Geburtshilfe Frauenheilkd 2008; 68 - PO_Gyn_03_36
DOI: 10.1055/s-0028-1089066

Postpartaler Totalprolaps bei intaktem Beckenboden–Ein Case Report

M Kanzow 1, C Kümper 2, N Knöß 3, W Jonat 2, A Strauss 2
  • 1Universitätsfrauenklinik Kiel, UK-SH, Campus Kiel, Kiel
  • 2Klinik für Gynäkologie und Geburtshilfe, Universitätsklinikum Schleswig-Holstein, Campus Kiel, Kiel
  • 3Klinik für Diagnostische Radiologie des Universitätsklinikums Schleswig-Holstein, Campus Kiel, Kiel

EINLEITUNG

Über einen Totalprolaps genitalis unmittelbar postpartal gibt es in der Literatur nur Einzelfallberichte.

FALLBESCHREIBUNG

32-jährige Ig Ip mit unmittelbar post partum aufgetretener 4 cm großer, prallelastischer, suburethral rechts gelegener Vaginalzyste.
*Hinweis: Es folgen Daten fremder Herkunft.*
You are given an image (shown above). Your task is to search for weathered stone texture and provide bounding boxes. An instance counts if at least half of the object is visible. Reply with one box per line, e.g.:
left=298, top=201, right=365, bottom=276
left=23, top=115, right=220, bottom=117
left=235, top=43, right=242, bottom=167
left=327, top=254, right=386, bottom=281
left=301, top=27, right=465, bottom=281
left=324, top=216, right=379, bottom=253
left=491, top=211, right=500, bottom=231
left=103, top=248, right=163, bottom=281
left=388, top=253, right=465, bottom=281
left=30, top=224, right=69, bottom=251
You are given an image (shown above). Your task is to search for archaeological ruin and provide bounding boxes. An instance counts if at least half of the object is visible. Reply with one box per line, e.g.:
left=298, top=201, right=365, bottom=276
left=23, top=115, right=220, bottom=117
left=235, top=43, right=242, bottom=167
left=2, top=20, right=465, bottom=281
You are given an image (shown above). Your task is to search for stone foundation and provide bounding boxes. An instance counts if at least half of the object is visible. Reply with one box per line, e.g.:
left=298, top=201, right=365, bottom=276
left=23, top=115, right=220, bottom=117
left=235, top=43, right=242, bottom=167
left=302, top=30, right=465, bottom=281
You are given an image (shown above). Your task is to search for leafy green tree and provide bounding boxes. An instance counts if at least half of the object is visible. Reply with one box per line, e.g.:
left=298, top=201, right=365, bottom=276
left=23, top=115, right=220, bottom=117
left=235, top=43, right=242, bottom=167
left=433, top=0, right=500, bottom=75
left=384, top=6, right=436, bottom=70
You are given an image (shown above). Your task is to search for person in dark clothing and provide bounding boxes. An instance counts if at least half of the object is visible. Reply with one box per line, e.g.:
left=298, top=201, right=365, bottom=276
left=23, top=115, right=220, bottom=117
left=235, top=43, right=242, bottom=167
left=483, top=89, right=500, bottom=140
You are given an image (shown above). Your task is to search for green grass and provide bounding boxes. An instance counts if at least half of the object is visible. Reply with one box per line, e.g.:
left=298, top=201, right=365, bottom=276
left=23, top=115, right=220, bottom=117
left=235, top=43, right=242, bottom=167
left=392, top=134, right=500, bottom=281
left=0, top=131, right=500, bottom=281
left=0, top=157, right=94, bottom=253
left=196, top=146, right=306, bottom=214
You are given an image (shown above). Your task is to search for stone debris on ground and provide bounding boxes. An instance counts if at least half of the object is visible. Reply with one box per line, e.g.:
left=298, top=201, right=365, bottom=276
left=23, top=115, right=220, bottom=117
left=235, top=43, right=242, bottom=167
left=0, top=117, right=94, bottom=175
Spontangeburt und Wochenbett waren unauffällig verlaufen. Durch intraabdominelle Druckerhöhung (Bauchpresse) konnte die Patientin die Raumforderung bis vor den Introitus vaginae pressen (Totalprolaps). Vaginalsonographie und Zystoskopie zeigten, wie ein ergänzend durchgeführtes dynamisches MRT, keine direkte Beziehung zu umliegenden Organen und keinen direkten Anschluss zum Bauchraum. Die postoperative Histologie zeigte eine Müller-Gang-Zyste.

DISKUSSION

Vor den Introitus vaginae vorfallenden Strukturen des kleinen Beckens liegt ursächlich ein Deszensus genitalis (der Harnblase, Uterus, Darmanteile) oder eine Beckenbodenhernie zu Grunde. Im vorliegenden Fall war der Befund keiner dieser Entitäten zuzuordnen. Ein dynamisches MRT ermöglichte die multiplanare non-invasive Darstellung des kleinen Beckens und des hier beschriebenen, in seiner Position und Beweglichkeit höchst ungewöhnlichen Befundes. Durch die Darstellung der morphologischen und funktionellen Auswirkungen des Vasalva-Manövers auf den Beckenboden, konnte eine direkte Drucktransmission nach kaudal ausgeschlossen werden. Weder ein Deszensus genitalis noch eine Beckenbodenhernie waren Ursache des Totalprolaps. Interessant ist die Frage wie es mechanisch (ausschließlich durch Bauchpresse) gelingt, eine vollständig extraperitoneal, unterhalb des intakten Beckenbodens gelegene Vaginalzyste zum willkürlichen Prolabieren zu bringen.